Im am drinking whisky alone in my parents basement. I think I just watched the point of no return stroll by.
Just hungoverly hit my funny bone with a hot straightener. Triple threat.
I just decorated my birth control case with Lisa Frank stickers. If that doesn't scream 'I'm not ready for babies' I don't know what does.
Nothing says "I'm a sorority girl" like puking at 830 in the am, wearing my anti-hazing pin, and getting ready for a tea party.
I am trying to think of a way to make alcohol cupcakes
And then somehow we were arguing over how to fold our arms
the boat had a sign not to jump off the roof of it, which gave us the idea to jump off the roof of it
You should never talk to him again. Unless its you knocking on the door and punching his dick.
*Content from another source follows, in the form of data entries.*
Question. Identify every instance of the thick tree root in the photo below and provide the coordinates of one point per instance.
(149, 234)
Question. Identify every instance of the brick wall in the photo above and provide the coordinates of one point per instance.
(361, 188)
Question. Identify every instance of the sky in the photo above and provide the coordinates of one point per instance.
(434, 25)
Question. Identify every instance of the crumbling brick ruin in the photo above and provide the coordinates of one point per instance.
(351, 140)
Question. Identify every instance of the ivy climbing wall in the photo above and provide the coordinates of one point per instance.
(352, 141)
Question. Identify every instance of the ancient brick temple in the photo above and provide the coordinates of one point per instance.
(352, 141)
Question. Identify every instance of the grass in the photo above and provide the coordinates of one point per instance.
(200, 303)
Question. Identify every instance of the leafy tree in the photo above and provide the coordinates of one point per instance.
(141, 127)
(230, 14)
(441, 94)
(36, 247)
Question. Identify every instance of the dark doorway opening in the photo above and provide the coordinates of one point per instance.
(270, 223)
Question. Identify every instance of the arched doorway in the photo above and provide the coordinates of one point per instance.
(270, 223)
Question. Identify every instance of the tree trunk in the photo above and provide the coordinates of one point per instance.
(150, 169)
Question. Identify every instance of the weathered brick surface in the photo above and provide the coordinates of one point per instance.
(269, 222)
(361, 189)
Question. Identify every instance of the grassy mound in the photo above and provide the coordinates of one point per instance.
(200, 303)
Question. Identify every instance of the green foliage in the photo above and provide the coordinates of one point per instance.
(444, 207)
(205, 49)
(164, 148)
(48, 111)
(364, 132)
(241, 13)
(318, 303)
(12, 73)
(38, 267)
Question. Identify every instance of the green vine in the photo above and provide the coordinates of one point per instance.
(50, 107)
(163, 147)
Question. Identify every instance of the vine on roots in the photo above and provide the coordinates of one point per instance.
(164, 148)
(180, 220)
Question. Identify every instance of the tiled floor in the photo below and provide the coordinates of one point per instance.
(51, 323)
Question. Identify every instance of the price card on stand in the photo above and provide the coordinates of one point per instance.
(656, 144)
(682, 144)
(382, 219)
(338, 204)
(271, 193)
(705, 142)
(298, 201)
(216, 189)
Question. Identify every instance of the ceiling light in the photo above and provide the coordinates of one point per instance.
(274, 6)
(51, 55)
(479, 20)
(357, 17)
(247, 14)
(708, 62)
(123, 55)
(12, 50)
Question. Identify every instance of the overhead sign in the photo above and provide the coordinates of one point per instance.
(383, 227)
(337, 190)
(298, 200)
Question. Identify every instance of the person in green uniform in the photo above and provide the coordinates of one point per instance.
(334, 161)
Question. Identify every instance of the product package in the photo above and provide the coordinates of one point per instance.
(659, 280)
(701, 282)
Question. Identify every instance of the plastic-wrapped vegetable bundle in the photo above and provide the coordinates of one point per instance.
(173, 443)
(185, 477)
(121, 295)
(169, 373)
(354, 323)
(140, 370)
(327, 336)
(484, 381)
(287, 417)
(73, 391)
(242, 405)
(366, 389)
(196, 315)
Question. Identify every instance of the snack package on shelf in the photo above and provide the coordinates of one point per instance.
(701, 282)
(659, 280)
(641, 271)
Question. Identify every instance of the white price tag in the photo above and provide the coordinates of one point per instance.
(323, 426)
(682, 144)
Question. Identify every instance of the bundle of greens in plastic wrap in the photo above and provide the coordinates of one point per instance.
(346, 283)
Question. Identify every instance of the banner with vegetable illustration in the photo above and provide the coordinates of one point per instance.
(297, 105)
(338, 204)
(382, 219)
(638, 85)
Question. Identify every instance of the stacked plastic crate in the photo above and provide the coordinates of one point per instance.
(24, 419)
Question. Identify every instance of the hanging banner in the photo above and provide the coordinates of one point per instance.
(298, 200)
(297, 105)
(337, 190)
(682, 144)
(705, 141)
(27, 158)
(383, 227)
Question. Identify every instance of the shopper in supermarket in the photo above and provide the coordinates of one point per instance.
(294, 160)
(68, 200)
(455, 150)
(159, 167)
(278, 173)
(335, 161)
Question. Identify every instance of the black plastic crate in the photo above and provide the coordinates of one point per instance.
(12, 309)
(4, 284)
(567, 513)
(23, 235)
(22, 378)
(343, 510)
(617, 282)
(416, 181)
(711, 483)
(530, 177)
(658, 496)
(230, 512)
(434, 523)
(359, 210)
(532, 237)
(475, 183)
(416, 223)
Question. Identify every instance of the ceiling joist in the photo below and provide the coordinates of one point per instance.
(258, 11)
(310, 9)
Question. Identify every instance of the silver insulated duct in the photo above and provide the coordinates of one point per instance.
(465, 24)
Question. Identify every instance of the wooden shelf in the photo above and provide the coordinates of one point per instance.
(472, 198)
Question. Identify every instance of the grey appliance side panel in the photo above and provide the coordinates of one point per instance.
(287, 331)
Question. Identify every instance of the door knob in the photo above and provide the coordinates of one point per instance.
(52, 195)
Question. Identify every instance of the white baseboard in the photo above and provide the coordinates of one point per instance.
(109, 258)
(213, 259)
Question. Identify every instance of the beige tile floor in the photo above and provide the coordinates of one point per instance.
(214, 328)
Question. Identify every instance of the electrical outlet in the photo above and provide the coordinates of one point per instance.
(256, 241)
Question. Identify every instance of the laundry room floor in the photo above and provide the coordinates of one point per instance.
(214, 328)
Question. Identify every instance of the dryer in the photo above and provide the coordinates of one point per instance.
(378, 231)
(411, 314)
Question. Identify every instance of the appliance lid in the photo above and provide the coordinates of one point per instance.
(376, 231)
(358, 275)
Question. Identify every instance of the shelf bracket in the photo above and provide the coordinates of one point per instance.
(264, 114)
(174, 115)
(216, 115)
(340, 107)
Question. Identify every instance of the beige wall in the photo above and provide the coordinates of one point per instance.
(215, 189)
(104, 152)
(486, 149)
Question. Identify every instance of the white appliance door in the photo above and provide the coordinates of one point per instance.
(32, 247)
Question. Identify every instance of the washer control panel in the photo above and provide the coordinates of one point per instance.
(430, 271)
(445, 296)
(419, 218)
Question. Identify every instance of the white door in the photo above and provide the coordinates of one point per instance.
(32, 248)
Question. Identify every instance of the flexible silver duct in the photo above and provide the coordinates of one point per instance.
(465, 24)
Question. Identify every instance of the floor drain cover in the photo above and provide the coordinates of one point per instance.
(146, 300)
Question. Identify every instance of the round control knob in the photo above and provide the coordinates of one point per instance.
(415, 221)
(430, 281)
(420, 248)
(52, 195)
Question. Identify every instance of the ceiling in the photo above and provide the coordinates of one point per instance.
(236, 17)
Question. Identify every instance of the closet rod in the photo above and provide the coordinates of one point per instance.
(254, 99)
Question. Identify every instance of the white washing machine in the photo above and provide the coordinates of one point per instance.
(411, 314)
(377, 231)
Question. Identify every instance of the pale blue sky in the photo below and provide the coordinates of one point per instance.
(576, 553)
I just need like a magic vacuum to suck everything out of me and then an IV to put good stuff back in
He just made my one night stand pancakes for breakfast. And I thought living with my ex was going to be weird.
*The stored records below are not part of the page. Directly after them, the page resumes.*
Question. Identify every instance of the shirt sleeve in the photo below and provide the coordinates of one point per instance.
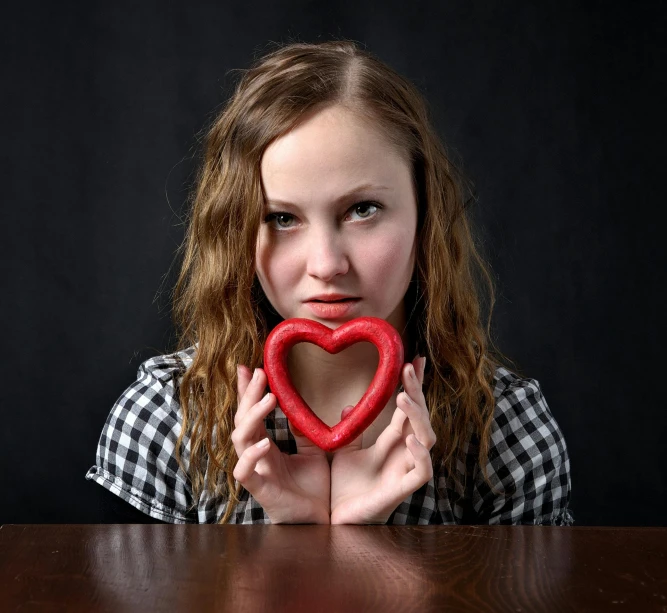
(528, 467)
(136, 457)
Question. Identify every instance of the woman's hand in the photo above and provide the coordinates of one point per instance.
(291, 488)
(368, 484)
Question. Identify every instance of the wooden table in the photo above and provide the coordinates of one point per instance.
(353, 569)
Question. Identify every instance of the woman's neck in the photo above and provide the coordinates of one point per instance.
(330, 382)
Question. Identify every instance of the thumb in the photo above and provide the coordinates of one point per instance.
(354, 445)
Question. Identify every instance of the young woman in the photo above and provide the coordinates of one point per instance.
(326, 194)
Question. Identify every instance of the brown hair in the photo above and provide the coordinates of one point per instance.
(219, 305)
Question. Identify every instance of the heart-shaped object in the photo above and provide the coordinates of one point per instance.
(372, 329)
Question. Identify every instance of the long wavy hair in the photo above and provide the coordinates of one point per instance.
(219, 306)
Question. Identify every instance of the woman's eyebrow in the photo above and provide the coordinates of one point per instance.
(366, 187)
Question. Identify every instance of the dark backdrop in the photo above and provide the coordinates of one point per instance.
(556, 112)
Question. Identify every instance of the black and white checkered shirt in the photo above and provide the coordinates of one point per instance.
(528, 465)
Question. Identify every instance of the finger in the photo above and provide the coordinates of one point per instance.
(419, 364)
(252, 395)
(251, 427)
(421, 370)
(423, 468)
(391, 436)
(419, 420)
(243, 377)
(245, 471)
(354, 445)
(412, 384)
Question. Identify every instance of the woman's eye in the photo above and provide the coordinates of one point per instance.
(364, 210)
(280, 220)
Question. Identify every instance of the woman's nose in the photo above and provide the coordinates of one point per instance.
(327, 256)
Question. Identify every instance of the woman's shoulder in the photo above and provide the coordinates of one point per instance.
(136, 454)
(528, 463)
(518, 398)
(165, 367)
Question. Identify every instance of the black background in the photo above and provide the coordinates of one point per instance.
(557, 113)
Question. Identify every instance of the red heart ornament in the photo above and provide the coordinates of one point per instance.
(372, 329)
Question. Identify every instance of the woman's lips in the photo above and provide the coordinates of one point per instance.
(332, 310)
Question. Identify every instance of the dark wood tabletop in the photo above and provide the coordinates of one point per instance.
(331, 568)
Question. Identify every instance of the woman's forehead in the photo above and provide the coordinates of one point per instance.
(333, 151)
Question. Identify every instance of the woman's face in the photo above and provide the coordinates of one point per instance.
(338, 234)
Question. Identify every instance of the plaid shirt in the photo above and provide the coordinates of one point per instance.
(528, 465)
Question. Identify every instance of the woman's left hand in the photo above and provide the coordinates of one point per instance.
(368, 484)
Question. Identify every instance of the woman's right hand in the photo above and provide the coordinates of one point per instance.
(292, 489)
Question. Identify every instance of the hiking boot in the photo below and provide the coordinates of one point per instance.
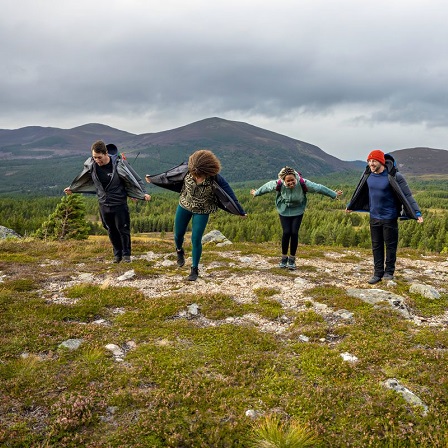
(193, 274)
(292, 263)
(180, 257)
(374, 280)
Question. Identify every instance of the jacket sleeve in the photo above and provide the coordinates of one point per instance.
(133, 183)
(321, 189)
(360, 198)
(411, 208)
(228, 206)
(172, 179)
(266, 188)
(83, 182)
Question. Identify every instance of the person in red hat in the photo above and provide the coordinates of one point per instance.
(385, 194)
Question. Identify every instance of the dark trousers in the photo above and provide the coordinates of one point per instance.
(384, 234)
(199, 222)
(290, 237)
(117, 222)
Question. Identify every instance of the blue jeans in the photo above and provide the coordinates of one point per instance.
(199, 222)
(384, 234)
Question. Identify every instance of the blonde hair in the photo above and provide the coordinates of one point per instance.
(203, 163)
(286, 171)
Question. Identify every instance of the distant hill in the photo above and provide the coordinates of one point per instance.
(37, 158)
(421, 161)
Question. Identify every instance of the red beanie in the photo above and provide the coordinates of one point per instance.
(376, 154)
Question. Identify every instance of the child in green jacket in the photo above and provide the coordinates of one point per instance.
(291, 202)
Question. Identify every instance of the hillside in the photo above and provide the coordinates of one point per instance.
(422, 161)
(98, 354)
(45, 160)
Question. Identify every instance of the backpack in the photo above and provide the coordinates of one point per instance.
(301, 181)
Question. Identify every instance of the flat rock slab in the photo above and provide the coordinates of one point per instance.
(377, 296)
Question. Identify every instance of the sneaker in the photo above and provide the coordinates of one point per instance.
(180, 257)
(193, 274)
(374, 280)
(292, 263)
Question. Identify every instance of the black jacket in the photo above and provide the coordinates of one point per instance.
(173, 180)
(124, 182)
(407, 207)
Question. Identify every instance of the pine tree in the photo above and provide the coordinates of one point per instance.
(67, 221)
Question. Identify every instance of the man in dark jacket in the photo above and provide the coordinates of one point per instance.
(384, 192)
(108, 175)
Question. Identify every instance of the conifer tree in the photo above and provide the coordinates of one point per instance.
(67, 221)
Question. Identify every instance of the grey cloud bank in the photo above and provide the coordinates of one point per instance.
(348, 77)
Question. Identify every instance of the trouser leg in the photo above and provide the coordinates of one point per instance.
(295, 227)
(376, 233)
(123, 226)
(390, 232)
(181, 220)
(198, 227)
(108, 220)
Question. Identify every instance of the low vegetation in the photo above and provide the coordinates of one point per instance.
(209, 381)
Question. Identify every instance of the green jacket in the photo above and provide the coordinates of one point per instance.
(292, 201)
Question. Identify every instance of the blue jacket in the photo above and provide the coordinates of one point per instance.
(407, 207)
(173, 180)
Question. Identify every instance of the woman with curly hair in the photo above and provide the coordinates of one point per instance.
(291, 202)
(199, 184)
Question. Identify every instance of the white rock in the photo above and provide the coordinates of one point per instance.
(348, 357)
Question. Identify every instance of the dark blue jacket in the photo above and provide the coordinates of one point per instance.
(407, 207)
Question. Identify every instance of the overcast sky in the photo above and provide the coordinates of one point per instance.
(347, 76)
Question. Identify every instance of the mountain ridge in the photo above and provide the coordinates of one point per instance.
(247, 152)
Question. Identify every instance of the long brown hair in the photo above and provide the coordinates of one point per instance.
(203, 163)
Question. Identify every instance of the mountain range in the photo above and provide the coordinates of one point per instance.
(247, 152)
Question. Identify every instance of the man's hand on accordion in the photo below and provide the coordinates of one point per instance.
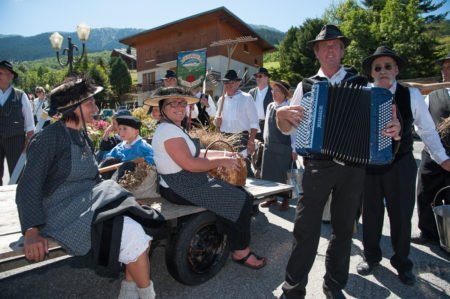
(394, 127)
(288, 117)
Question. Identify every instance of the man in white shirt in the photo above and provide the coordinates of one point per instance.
(395, 183)
(432, 177)
(239, 114)
(16, 119)
(262, 94)
(40, 103)
(206, 108)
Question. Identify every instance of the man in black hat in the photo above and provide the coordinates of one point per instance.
(16, 119)
(323, 175)
(432, 177)
(239, 114)
(395, 183)
(262, 94)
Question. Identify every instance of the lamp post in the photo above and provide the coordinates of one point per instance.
(56, 40)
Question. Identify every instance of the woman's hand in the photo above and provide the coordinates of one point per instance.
(35, 246)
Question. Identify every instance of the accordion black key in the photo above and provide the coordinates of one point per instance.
(346, 122)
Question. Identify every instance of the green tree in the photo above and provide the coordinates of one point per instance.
(119, 78)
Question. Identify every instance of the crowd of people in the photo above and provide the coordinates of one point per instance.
(62, 195)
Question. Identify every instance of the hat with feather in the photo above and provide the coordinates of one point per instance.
(66, 97)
if my uterus stops caving in on itself long enough for me to be alive I'm there
well it was great until i saw his anime body pillow
She thought I was dancing but I just couldn't catch my balance for 11 blocks.
Let's just grow old together and be the crazy ladies that sit on the park bench, drinking booze from flasks and loudly talk about people who walk by.
Just when I thought we may have our first low-key night together, I sang an Aladdin karaoke song to a bunch of roller derby girls, you took shots with married women, and we both fell asleep in our offices.